Hi, I used the latest repo for submissions but always got failed evaluation. I notice that despite me not using pytorch for training, I have to include pytorch as a dependency to make it past the image building stage. aicrowd_helper.submit()
is indeed included in the original tensorflow code, but the evaluation fails regardless in my case. What else should I do to have a successful submission? I’m sorry if this appears to be a dumb question…
Thank you for your response. I’ve had many failed submissions. https://gitlab.aicrowd.com/siyuzhou/neurips2019-disentanglement-challenge/issues/5 is the one I was referring to. I use TensorFlow. I got a successful submission later https://gitlab.aicrowd.com/siyuzhou/neurips2019-disentanglement-challenge/issues/8. The only change I made was to invoke local_evaluation.py
in run.sh
. What’s causing the failure?
@siyuzhou: I pasted the whole error on the relevant issue, but the line of interest seems to be :
2019-07-15T18:30:44.306963517Z AttributeError: 'GFile' object has no attribute 'seekable'
And you should not be adding local_evaluation.py
in run.sh
that would probably only cause conflicts. If you add the aicrowd_helpers.submit()
call, that should trigger the actual evaluation code at our end.
The key idea being, if we trust the local_evaluation.py
included, then anyone could very simply modify it to register arbitrary scores. Hence we have the actual evaluation score running in a separate container which computes the score after the training has been done, and the mean representation has been dumped.
Thank you. I am using the starter kit which has the aicrowd_helpers.submit()
included in the end of train_tensorflow.py
. I added local_evaluation.py
as a hack, in the hope that it would fix inconsistency in environment variables which I suspected was the cause.

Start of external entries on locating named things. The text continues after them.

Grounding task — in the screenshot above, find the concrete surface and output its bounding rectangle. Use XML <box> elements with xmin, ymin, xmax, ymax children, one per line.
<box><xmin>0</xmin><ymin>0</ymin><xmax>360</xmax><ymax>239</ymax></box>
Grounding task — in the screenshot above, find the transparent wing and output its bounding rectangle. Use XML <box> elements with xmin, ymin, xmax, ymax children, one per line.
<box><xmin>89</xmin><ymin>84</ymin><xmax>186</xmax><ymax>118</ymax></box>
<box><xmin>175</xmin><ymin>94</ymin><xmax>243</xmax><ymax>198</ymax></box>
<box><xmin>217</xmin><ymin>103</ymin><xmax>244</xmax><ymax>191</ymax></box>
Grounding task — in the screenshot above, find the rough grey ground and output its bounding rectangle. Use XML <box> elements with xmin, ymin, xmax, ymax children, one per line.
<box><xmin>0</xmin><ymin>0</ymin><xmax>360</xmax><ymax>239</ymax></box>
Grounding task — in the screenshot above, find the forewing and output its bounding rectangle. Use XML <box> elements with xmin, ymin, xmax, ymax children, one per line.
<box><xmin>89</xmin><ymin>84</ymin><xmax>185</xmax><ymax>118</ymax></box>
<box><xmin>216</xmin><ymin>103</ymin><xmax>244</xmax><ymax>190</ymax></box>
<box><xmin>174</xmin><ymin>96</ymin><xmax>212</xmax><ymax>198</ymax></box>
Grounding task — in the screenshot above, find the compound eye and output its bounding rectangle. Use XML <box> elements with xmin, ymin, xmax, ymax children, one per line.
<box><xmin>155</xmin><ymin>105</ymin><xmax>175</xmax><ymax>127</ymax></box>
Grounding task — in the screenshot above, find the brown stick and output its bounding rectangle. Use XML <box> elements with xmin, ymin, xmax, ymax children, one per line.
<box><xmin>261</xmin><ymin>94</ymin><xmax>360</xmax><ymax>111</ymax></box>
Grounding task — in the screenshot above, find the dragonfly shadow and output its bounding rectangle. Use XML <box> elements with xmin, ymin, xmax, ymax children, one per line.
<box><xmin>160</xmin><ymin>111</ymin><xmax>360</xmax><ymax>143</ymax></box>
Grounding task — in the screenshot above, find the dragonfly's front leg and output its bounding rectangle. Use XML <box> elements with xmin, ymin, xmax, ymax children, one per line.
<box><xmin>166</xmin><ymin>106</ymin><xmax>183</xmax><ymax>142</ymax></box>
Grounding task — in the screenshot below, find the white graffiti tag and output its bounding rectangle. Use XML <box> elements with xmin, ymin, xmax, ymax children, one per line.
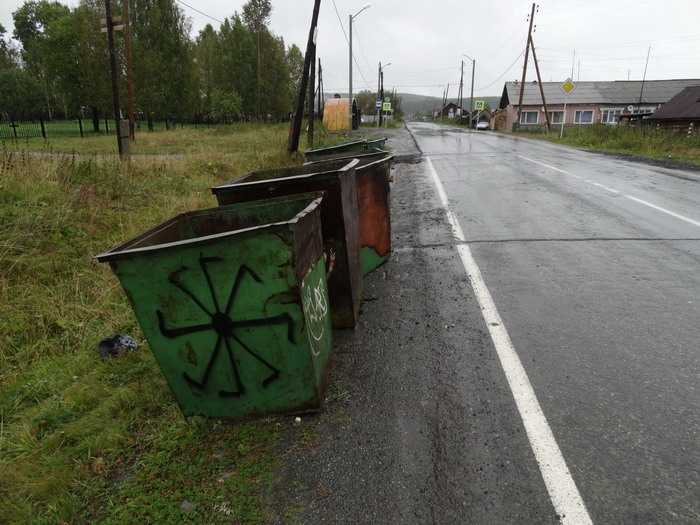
<box><xmin>302</xmin><ymin>277</ymin><xmax>328</xmax><ymax>357</ymax></box>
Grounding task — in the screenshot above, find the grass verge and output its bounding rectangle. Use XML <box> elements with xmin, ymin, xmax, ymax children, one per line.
<box><xmin>0</xmin><ymin>126</ymin><xmax>306</xmax><ymax>524</ymax></box>
<box><xmin>518</xmin><ymin>125</ymin><xmax>700</xmax><ymax>167</ymax></box>
<box><xmin>0</xmin><ymin>123</ymin><xmax>344</xmax><ymax>156</ymax></box>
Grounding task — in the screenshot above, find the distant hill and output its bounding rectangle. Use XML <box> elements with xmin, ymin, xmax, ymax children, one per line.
<box><xmin>326</xmin><ymin>93</ymin><xmax>501</xmax><ymax>115</ymax></box>
<box><xmin>399</xmin><ymin>93</ymin><xmax>501</xmax><ymax>115</ymax></box>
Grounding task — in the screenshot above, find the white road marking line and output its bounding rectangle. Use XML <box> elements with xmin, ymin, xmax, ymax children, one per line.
<box><xmin>426</xmin><ymin>157</ymin><xmax>593</xmax><ymax>525</ymax></box>
<box><xmin>625</xmin><ymin>195</ymin><xmax>700</xmax><ymax>227</ymax></box>
<box><xmin>586</xmin><ymin>181</ymin><xmax>620</xmax><ymax>195</ymax></box>
<box><xmin>518</xmin><ymin>155</ymin><xmax>700</xmax><ymax>227</ymax></box>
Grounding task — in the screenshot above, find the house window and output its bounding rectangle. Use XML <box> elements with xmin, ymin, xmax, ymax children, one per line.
<box><xmin>549</xmin><ymin>111</ymin><xmax>564</xmax><ymax>124</ymax></box>
<box><xmin>520</xmin><ymin>111</ymin><xmax>539</xmax><ymax>125</ymax></box>
<box><xmin>574</xmin><ymin>109</ymin><xmax>593</xmax><ymax>124</ymax></box>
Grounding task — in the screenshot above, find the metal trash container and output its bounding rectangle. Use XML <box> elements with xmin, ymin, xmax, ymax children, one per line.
<box><xmin>304</xmin><ymin>139</ymin><xmax>367</xmax><ymax>161</ymax></box>
<box><xmin>212</xmin><ymin>160</ymin><xmax>362</xmax><ymax>328</ymax></box>
<box><xmin>97</xmin><ymin>193</ymin><xmax>331</xmax><ymax>418</ymax></box>
<box><xmin>306</xmin><ymin>151</ymin><xmax>394</xmax><ymax>275</ymax></box>
<box><xmin>365</xmin><ymin>137</ymin><xmax>389</xmax><ymax>151</ymax></box>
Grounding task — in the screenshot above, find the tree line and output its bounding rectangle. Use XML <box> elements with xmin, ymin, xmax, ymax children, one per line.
<box><xmin>0</xmin><ymin>0</ymin><xmax>304</xmax><ymax>122</ymax></box>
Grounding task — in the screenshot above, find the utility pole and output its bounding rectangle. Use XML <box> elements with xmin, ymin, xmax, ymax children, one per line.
<box><xmin>518</xmin><ymin>2</ymin><xmax>540</xmax><ymax>125</ymax></box>
<box><xmin>306</xmin><ymin>46</ymin><xmax>316</xmax><ymax>148</ymax></box>
<box><xmin>348</xmin><ymin>15</ymin><xmax>352</xmax><ymax>131</ymax></box>
<box><xmin>469</xmin><ymin>58</ymin><xmax>476</xmax><ymax>129</ymax></box>
<box><xmin>459</xmin><ymin>60</ymin><xmax>464</xmax><ymax>121</ymax></box>
<box><xmin>288</xmin><ymin>0</ymin><xmax>321</xmax><ymax>153</ymax></box>
<box><xmin>375</xmin><ymin>62</ymin><xmax>382</xmax><ymax>127</ymax></box>
<box><xmin>316</xmin><ymin>58</ymin><xmax>323</xmax><ymax>118</ymax></box>
<box><xmin>124</xmin><ymin>0</ymin><xmax>136</xmax><ymax>140</ymax></box>
<box><xmin>530</xmin><ymin>37</ymin><xmax>551</xmax><ymax>133</ymax></box>
<box><xmin>379</xmin><ymin>68</ymin><xmax>384</xmax><ymax>126</ymax></box>
<box><xmin>637</xmin><ymin>46</ymin><xmax>651</xmax><ymax>113</ymax></box>
<box><xmin>105</xmin><ymin>0</ymin><xmax>124</xmax><ymax>157</ymax></box>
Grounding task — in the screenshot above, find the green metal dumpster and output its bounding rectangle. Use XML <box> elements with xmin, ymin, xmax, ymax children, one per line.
<box><xmin>306</xmin><ymin>151</ymin><xmax>394</xmax><ymax>275</ymax></box>
<box><xmin>304</xmin><ymin>139</ymin><xmax>367</xmax><ymax>161</ymax></box>
<box><xmin>97</xmin><ymin>193</ymin><xmax>331</xmax><ymax>418</ymax></box>
<box><xmin>212</xmin><ymin>160</ymin><xmax>362</xmax><ymax>328</ymax></box>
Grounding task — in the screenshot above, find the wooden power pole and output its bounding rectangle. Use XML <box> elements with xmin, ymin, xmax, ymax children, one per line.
<box><xmin>306</xmin><ymin>46</ymin><xmax>316</xmax><ymax>148</ymax></box>
<box><xmin>105</xmin><ymin>0</ymin><xmax>124</xmax><ymax>157</ymax></box>
<box><xmin>124</xmin><ymin>0</ymin><xmax>136</xmax><ymax>140</ymax></box>
<box><xmin>518</xmin><ymin>3</ymin><xmax>535</xmax><ymax>125</ymax></box>
<box><xmin>287</xmin><ymin>0</ymin><xmax>321</xmax><ymax>153</ymax></box>
<box><xmin>530</xmin><ymin>32</ymin><xmax>551</xmax><ymax>133</ymax></box>
<box><xmin>459</xmin><ymin>60</ymin><xmax>464</xmax><ymax>122</ymax></box>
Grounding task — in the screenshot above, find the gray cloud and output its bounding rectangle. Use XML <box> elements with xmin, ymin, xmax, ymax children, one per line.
<box><xmin>0</xmin><ymin>0</ymin><xmax>700</xmax><ymax>95</ymax></box>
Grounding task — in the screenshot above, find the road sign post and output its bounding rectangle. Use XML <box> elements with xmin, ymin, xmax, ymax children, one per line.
<box><xmin>559</xmin><ymin>78</ymin><xmax>576</xmax><ymax>139</ymax></box>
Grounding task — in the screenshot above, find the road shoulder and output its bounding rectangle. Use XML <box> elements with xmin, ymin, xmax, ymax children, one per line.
<box><xmin>272</xmin><ymin>154</ymin><xmax>556</xmax><ymax>523</ymax></box>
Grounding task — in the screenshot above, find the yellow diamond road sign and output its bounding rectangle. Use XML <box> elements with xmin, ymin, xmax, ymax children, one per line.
<box><xmin>561</xmin><ymin>78</ymin><xmax>576</xmax><ymax>95</ymax></box>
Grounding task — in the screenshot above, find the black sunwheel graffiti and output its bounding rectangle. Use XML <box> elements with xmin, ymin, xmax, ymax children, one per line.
<box><xmin>156</xmin><ymin>256</ymin><xmax>294</xmax><ymax>397</ymax></box>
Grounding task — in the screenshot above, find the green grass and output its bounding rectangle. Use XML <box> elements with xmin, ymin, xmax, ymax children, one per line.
<box><xmin>0</xmin><ymin>123</ymin><xmax>345</xmax><ymax>156</ymax></box>
<box><xmin>0</xmin><ymin>125</ymin><xmax>310</xmax><ymax>524</ymax></box>
<box><xmin>519</xmin><ymin>125</ymin><xmax>700</xmax><ymax>166</ymax></box>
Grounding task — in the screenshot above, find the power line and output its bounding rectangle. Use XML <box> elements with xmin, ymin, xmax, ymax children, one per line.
<box><xmin>477</xmin><ymin>50</ymin><xmax>525</xmax><ymax>91</ymax></box>
<box><xmin>175</xmin><ymin>0</ymin><xmax>224</xmax><ymax>24</ymax></box>
<box><xmin>331</xmin><ymin>0</ymin><xmax>372</xmax><ymax>89</ymax></box>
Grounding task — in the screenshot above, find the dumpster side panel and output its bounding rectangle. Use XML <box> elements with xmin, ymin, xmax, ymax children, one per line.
<box><xmin>338</xmin><ymin>168</ymin><xmax>362</xmax><ymax>326</ymax></box>
<box><xmin>301</xmin><ymin>258</ymin><xmax>332</xmax><ymax>395</ymax></box>
<box><xmin>112</xmin><ymin>231</ymin><xmax>320</xmax><ymax>417</ymax></box>
<box><xmin>216</xmin><ymin>176</ymin><xmax>362</xmax><ymax>328</ymax></box>
<box><xmin>357</xmin><ymin>161</ymin><xmax>391</xmax><ymax>275</ymax></box>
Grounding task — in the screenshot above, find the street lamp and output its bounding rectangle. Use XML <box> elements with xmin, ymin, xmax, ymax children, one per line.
<box><xmin>462</xmin><ymin>54</ymin><xmax>476</xmax><ymax>129</ymax></box>
<box><xmin>377</xmin><ymin>62</ymin><xmax>391</xmax><ymax>127</ymax></box>
<box><xmin>348</xmin><ymin>4</ymin><xmax>372</xmax><ymax>131</ymax></box>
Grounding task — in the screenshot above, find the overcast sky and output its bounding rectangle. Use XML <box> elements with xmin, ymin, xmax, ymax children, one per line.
<box><xmin>0</xmin><ymin>0</ymin><xmax>700</xmax><ymax>96</ymax></box>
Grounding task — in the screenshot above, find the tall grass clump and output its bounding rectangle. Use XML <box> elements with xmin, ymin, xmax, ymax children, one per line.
<box><xmin>0</xmin><ymin>122</ymin><xmax>294</xmax><ymax>524</ymax></box>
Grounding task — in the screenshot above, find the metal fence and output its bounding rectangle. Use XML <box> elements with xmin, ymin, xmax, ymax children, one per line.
<box><xmin>0</xmin><ymin>118</ymin><xmax>250</xmax><ymax>140</ymax></box>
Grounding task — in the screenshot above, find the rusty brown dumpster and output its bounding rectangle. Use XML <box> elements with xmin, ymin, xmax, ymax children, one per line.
<box><xmin>212</xmin><ymin>159</ymin><xmax>362</xmax><ymax>328</ymax></box>
<box><xmin>307</xmin><ymin>151</ymin><xmax>394</xmax><ymax>275</ymax></box>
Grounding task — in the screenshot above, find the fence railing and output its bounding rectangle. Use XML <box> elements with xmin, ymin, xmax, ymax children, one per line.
<box><xmin>0</xmin><ymin>118</ymin><xmax>270</xmax><ymax>141</ymax></box>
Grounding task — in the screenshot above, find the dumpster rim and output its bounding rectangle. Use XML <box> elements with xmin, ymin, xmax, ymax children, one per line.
<box><xmin>94</xmin><ymin>192</ymin><xmax>323</xmax><ymax>263</ymax></box>
<box><xmin>305</xmin><ymin>151</ymin><xmax>396</xmax><ymax>171</ymax></box>
<box><xmin>211</xmin><ymin>158</ymin><xmax>360</xmax><ymax>195</ymax></box>
<box><xmin>304</xmin><ymin>139</ymin><xmax>367</xmax><ymax>155</ymax></box>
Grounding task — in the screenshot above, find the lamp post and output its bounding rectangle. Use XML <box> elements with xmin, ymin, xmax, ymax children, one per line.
<box><xmin>462</xmin><ymin>54</ymin><xmax>476</xmax><ymax>129</ymax></box>
<box><xmin>348</xmin><ymin>4</ymin><xmax>372</xmax><ymax>131</ymax></box>
<box><xmin>377</xmin><ymin>62</ymin><xmax>391</xmax><ymax>127</ymax></box>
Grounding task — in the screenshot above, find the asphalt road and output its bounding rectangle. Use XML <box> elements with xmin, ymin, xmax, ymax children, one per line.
<box><xmin>276</xmin><ymin>124</ymin><xmax>700</xmax><ymax>524</ymax></box>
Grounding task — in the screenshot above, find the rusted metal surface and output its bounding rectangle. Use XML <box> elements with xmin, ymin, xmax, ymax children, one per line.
<box><xmin>308</xmin><ymin>152</ymin><xmax>394</xmax><ymax>275</ymax></box>
<box><xmin>365</xmin><ymin>137</ymin><xmax>388</xmax><ymax>151</ymax></box>
<box><xmin>212</xmin><ymin>160</ymin><xmax>362</xmax><ymax>328</ymax></box>
<box><xmin>304</xmin><ymin>140</ymin><xmax>367</xmax><ymax>160</ymax></box>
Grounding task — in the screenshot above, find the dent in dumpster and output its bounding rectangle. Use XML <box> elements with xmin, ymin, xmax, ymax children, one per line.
<box><xmin>156</xmin><ymin>256</ymin><xmax>292</xmax><ymax>397</ymax></box>
<box><xmin>99</xmin><ymin>193</ymin><xmax>332</xmax><ymax>417</ymax></box>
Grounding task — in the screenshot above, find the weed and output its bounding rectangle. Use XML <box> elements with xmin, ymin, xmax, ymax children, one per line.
<box><xmin>0</xmin><ymin>125</ymin><xmax>306</xmax><ymax>524</ymax></box>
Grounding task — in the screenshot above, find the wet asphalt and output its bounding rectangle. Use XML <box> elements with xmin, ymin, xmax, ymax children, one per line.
<box><xmin>273</xmin><ymin>123</ymin><xmax>700</xmax><ymax>524</ymax></box>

The error message you pasted makes very little sense to me… But I’ll try look into it.
@siyuzhou: The error seems to be tied to the tensorflow version.
I found something https://github.com/tensorflow/datasets/issues/127
The starter kit uses tensorflow-gpu==1.13.1
, can you confirm you are using the same ?
Yes, I installed the dependencies from the requirement.txt
file in the starter kit. The environment.yml
exported is here https://gitlab.aicrowd.com/siyuzhou/neurips2019-disentanglement-challenge/blob/master/environment.yml. tensorflow-gpu==1.13.1
and is the one from pip
not conda
.
@siyuzhou: Weird !! Can you build your code locally and run the built image by following the instructions here : https://github.com/AIcrowd/neurips2019_disentanglement_challenge_starter_kit/blob/master/FAQ.md
It might be much faster to debug that way.
I built the image following the instructions and ran into no problem. The execution was able to submit.
All my recent submissions get this error after the successful one: “Unable to listen to messages intended for the Oracle. Please contact administrators”. I wasn’t even able to reproduce the successful submission with the same settings. For example, https://gitlab.aicrowd.com/siyuzhou/neurips2019-disentanglement-challenge/issues/12, along with 3 other submissions in a row. I disabled local evaluation in the latest failed submission. What’s going on…
@siyuzhou: Sorry for the inconvenience. We just pushed a fix for a bug which was potentially the reason for these errors. Also requeued your submission.